I’m going to fire off a few things that both induce inflammation and tend toward prevalence in developed countries. You let me know if anything sounds familiar to you.
- Toxic diets. High-sugar. high-processed carb. high-industrial fat. high-gluten. high-CAFO meat. low-food is a pretty accurate descriptor of the modern Western diet.
- Insufficient omega-3 intake. Omega-3 fats form the precursors for anti-inflammatory eicosanoids. which are an integral part of the inflammatory response. Poor omega-3 status means insufficient production of anti-inflammatory eicosanoids and a lopsided inflammatory response to normal stimuli.
- Excessive omega-6 intake. Omega-6 fats form the precursors for inflammatory eicosanoids, which are an integral part of the inflammatory response. High omega-6 status (especially when combined with poor omega-3 status) means excessive production of inflammatory eicosanoids and a lopsided inflammatory response to normal stimuli.
- Lack of sleep. Poor sleep is linked to elevated inflammatory markers. Poor sleep is a chronic problem in developed nations. Either we go to bed too late, wake up too early, or we use too many electronics late at night and disrupt the quality of what little sleep we get. Or all three at once.
- Lack of movement. People lead sedentary lives. by and large, and a lack of activity is strongly linked to systemic, low-grade inflammation. People don’t have to walk to get places, they take escalators and elevators, they sit for hours on end. and they don’t have time for regular exercise.
- Poor recovery. Other people move too much, with too little rest and recovery. When I ran 100+ miles a week, I certainly wasn’t sedentary, but I was chronically inflamed. Overtraining is a form of chronic inflammation.
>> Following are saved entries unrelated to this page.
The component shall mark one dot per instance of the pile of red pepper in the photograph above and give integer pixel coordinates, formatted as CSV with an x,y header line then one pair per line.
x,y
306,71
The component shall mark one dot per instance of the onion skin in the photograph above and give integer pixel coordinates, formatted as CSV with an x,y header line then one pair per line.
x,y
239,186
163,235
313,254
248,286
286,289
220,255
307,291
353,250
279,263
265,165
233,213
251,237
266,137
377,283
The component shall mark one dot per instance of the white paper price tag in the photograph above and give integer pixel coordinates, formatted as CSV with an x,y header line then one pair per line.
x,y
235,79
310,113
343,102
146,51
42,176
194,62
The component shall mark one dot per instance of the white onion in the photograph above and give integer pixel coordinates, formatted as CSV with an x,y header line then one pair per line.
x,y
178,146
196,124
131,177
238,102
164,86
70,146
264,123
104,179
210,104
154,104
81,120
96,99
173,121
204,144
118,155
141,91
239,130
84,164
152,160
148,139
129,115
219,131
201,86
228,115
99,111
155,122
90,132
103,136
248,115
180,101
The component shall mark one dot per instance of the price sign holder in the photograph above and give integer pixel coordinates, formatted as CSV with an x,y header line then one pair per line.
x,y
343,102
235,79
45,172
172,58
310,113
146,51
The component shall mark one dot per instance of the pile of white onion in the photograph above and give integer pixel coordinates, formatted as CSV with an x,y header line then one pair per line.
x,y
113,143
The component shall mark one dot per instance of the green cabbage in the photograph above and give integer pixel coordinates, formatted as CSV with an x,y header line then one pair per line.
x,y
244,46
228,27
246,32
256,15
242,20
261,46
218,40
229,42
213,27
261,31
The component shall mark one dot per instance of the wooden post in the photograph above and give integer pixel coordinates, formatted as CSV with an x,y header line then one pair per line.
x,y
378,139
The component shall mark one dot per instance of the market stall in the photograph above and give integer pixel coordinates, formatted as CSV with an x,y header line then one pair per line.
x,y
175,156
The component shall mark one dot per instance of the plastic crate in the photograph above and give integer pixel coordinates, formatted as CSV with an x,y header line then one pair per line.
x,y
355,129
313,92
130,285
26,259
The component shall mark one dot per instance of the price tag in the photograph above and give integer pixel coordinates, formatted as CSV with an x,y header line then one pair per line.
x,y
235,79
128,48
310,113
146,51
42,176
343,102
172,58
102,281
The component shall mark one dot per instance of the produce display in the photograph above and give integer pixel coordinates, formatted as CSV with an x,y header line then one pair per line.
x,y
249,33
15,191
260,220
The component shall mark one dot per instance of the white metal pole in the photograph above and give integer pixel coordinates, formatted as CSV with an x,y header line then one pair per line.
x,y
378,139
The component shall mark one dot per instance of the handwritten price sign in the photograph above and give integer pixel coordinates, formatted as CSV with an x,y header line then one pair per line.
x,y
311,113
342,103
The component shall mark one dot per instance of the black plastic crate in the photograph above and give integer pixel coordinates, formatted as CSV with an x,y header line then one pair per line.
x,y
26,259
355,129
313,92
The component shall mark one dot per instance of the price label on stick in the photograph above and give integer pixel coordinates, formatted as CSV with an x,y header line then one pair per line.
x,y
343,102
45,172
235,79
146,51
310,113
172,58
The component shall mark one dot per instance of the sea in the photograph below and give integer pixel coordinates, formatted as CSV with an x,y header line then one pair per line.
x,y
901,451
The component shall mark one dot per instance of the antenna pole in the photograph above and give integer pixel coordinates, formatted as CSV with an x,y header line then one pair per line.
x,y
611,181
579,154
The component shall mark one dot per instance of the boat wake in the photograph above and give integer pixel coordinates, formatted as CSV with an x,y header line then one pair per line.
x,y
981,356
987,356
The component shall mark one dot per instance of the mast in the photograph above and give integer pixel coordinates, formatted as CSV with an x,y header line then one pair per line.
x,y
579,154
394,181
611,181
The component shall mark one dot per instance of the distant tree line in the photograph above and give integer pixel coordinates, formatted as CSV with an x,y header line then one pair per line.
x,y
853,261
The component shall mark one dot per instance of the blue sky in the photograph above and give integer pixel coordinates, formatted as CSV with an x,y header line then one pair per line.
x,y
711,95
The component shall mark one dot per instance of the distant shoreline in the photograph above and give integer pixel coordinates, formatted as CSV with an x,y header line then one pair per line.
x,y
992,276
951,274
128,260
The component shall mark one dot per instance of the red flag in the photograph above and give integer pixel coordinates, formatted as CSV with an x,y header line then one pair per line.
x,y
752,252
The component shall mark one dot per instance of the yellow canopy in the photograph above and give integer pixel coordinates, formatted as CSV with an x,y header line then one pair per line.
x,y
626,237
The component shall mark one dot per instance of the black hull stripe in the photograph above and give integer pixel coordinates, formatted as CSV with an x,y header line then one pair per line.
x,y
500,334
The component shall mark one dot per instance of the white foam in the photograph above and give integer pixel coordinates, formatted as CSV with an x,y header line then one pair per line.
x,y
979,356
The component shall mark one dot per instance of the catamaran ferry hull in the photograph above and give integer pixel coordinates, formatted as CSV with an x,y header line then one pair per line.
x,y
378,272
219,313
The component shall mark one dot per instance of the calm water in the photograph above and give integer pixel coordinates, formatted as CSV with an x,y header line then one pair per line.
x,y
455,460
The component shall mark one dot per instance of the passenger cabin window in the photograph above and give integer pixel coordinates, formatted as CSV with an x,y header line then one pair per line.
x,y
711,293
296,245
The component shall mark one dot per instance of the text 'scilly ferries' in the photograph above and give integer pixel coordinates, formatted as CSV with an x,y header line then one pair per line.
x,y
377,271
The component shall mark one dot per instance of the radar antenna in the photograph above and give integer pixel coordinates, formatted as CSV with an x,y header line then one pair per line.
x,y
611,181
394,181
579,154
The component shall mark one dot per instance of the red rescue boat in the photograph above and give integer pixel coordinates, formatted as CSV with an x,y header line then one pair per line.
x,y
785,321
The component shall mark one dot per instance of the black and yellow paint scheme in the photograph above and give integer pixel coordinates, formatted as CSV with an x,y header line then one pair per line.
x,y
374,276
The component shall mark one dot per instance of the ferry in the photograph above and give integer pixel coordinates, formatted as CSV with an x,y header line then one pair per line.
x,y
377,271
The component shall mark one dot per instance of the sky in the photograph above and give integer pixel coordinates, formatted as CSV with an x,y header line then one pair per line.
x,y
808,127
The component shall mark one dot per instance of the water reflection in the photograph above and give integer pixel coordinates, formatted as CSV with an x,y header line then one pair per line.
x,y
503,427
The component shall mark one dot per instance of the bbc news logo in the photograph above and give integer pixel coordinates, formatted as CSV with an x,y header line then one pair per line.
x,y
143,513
- Chronic stress. Modern life is stressful. Bills, work, commuting, politics, exercise that you hate – it all adds up and it doesn’t seem to let up or go away. And if it becomes too much for you to handle (I know it’s too much for me at times), your body will have a physiological, inflammatory response to emotional stress.
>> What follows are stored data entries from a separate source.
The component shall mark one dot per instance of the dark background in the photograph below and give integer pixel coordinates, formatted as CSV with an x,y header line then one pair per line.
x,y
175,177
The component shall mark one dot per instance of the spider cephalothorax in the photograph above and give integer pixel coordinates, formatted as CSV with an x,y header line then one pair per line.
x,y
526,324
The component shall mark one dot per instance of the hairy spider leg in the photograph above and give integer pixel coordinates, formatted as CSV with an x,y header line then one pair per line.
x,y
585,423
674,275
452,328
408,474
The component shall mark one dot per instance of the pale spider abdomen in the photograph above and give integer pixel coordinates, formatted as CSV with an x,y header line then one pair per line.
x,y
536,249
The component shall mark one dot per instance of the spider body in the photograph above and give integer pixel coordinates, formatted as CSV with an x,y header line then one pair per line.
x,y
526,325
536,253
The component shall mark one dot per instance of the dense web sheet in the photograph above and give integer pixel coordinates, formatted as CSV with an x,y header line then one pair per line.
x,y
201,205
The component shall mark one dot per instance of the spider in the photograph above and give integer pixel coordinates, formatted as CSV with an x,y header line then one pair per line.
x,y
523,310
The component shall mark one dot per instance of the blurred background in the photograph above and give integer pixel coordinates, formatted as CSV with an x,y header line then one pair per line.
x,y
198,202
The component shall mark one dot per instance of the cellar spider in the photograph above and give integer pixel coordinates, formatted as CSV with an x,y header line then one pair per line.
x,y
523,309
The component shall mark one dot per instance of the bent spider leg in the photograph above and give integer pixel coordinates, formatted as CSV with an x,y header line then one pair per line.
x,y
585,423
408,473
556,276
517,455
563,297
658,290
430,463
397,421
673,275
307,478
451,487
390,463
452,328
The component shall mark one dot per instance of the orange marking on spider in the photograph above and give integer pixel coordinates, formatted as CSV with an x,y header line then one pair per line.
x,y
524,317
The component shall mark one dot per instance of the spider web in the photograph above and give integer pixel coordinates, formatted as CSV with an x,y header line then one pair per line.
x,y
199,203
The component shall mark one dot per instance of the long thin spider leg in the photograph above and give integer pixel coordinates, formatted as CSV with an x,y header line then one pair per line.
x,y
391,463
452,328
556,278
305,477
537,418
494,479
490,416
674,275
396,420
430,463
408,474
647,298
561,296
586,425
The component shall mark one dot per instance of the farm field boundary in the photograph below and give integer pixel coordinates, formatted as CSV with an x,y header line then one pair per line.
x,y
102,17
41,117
- Lack of down time. When you’re always on the computer, always checking your email/Facebook/smartphone, you are always “on .” You may think you’re relaxing because your body is stationary, but you’re not relaxing.
- Lack of nature time. We spend too much time contained in cubicles, cars, trains, and cities, away from trees, leaves, and soft earth. In a way, nature is home for us. Going home certainly has its measured benefits .
- Poor gut health. The gut houses the bulk of the human immune system. When it’s unhealthy, so is your inflammatory regulation.
- Poor acute stressor/chronic stress ratio. We respond far better to acute stressors than repeated, sustained stress – even if the latter is of a lower intensity.
See what I mean? Since we’re set up for acute stressors requiring an acute inflammatory response, all this other low-level, evolutionarily-discordant, superficially mild stuff throws us off and sets us up for a lifetime of chronic inflammation.
Anyway, that’s all for today. I hope it was a learning experience. If you have any questions about inflammation, leave them in the comments and I’ll try to work them into future installments. Take care and Grok on!